Home (家), sung by Kit Chan, was composed by Dick Lee in 1998 as the first in a series of yearly songs commissioned for Singapore's National Day Parade, together with the other NDP song that year titled as City For The World. It has English and Chinese versions, both sung by Kit. In 2004, it was remixed for three child soloists, one of whom was young actress and singer Shanice Elizabeth Nathan. The children were accompanied by a girls' choir and the piece was reused as the National Day song for 2004. In 2010, Kit performed the song at the 2010 National Day Parade. 

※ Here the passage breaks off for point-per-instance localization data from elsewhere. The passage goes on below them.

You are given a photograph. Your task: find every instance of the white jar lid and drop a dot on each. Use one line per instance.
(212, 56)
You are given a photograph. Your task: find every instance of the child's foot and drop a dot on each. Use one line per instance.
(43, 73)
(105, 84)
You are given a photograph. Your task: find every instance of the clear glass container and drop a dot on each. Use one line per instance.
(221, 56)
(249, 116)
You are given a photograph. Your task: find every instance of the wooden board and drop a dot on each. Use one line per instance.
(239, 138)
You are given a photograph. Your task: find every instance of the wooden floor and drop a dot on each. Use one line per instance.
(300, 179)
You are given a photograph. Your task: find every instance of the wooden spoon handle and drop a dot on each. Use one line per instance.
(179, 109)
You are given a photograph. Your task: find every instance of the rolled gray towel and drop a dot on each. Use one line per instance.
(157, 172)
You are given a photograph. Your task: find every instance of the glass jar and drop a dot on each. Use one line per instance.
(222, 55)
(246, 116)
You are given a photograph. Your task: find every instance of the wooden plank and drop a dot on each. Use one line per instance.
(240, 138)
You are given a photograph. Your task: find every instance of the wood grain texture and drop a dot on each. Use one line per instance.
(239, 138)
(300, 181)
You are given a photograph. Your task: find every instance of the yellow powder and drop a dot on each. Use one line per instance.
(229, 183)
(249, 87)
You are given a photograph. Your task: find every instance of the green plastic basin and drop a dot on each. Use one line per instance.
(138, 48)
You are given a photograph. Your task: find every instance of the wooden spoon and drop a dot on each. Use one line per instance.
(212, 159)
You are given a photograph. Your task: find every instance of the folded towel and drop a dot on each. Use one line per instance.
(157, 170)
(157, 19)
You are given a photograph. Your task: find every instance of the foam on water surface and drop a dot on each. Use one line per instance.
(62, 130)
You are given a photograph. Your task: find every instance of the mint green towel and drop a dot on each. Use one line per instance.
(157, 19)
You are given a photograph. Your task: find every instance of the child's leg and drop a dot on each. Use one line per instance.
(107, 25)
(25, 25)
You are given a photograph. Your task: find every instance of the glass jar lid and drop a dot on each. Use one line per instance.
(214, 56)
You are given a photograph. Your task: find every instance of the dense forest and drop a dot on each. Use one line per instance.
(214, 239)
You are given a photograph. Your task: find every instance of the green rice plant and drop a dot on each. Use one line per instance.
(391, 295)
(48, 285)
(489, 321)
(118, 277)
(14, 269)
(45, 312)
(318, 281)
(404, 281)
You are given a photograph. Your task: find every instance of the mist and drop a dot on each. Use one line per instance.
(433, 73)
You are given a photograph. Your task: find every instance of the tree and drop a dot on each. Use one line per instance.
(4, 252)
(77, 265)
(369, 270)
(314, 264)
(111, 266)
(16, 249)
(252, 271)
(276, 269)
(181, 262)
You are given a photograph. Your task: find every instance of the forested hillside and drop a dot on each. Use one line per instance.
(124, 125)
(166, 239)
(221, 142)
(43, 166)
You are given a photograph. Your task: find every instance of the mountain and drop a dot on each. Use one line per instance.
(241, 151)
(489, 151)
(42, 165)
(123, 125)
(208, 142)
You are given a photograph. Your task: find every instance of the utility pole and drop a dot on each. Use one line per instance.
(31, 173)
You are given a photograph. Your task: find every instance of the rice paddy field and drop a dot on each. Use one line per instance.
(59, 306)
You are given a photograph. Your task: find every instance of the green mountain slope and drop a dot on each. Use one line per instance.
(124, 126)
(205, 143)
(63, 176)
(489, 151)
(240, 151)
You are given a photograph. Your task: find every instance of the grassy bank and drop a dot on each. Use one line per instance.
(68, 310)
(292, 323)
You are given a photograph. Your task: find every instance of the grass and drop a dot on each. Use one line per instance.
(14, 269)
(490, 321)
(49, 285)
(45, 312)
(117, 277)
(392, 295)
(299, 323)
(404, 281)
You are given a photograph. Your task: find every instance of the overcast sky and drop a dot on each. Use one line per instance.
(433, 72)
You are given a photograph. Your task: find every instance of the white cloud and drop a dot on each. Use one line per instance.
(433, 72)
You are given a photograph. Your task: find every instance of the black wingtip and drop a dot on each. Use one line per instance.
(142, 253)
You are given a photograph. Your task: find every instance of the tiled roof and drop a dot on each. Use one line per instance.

The song was well received, being considered one of the best National Day Songs, and is still being used in National Day Parades as of 2020.

In 2011, the music video of a new arrangement of the song was launched on Total Defence Day. Kit is the executive producer of the music video. The new arrangement was performed by 39 local singers (including Kit), accompanied by the Singapore Symphony Orchestra.

On 25 April 2020 at 7:55pm (SGT), all Mediacorp, SPH Radio and So Drama! Entertainment stations aired a rendition of Home by celebrities and musicians to commemorate the efforts of frontline and migrant workers during the COVID-19 pandemic. Another video featuring ordinary Singaporeans was aired at 10:30pm the same day.